DISCLAIMER: All opinions in this column reflect the views of the author(s), not of EURACTIV.com PLC.
Samuel Kenny is freight and rail transport officer at sustainable transport group Transport & Environment.
How do you put a monetary value on the health impacts of air pollution, a price on the environmental damage from CO2, or the safety of pedestrians on a specific road? It requires assumptions on the ‘worth’ of something like asthma caused from nitrogen oxides or the price of grief. Insurance companies need to deal with such calculations all of the time, but such methodology is an essential part of policy discussions. Before you add “external costs” to your long list of Brussels jargon, we should establish what this economic term actual means. “External costs” is the concept of applying a monetary value to things like road damage, air pollution, climate change, and accidents.
The EU has enshrined in its treaties a goal to move towards ‘“the internalisation of external costs”, which would mean that every transport user would pay a ‘fair price’ for the impact that their behaviour has on society. The belief is that such a practice would encourage us to minimise our environmental impact and would also help avoid situations where some people cause damage while the rest of society picks up the bill.

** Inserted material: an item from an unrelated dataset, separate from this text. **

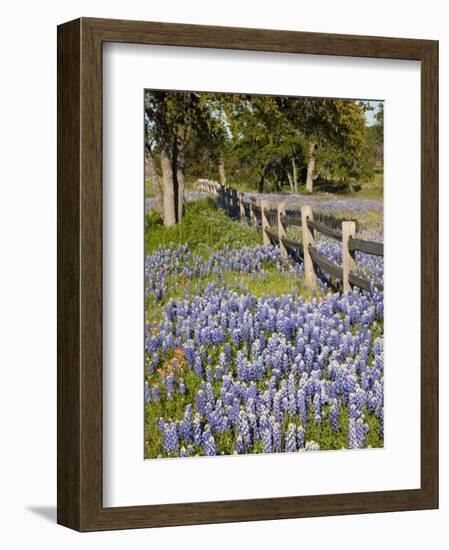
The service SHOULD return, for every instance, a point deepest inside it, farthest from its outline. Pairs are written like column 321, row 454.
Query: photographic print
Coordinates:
column 263, row 274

The lobbying group for EU trucking companies, the IRU, recently published a report claiming that trucks are overpaying in taxes and charges compared to the impact of some of their external costs. The report raised a few eyebrows. Not only does it go against decades of established science showing trucks don’t cover their external costs at all, but the report was actually carried out by the very same consultancy that did a study for T&E showing trucks are paying for less than 30% of their external costs.
How can one report say that trucks cover 130% of their external costs when the same consultancy found in a report to T&E that the figure is closer to 30%?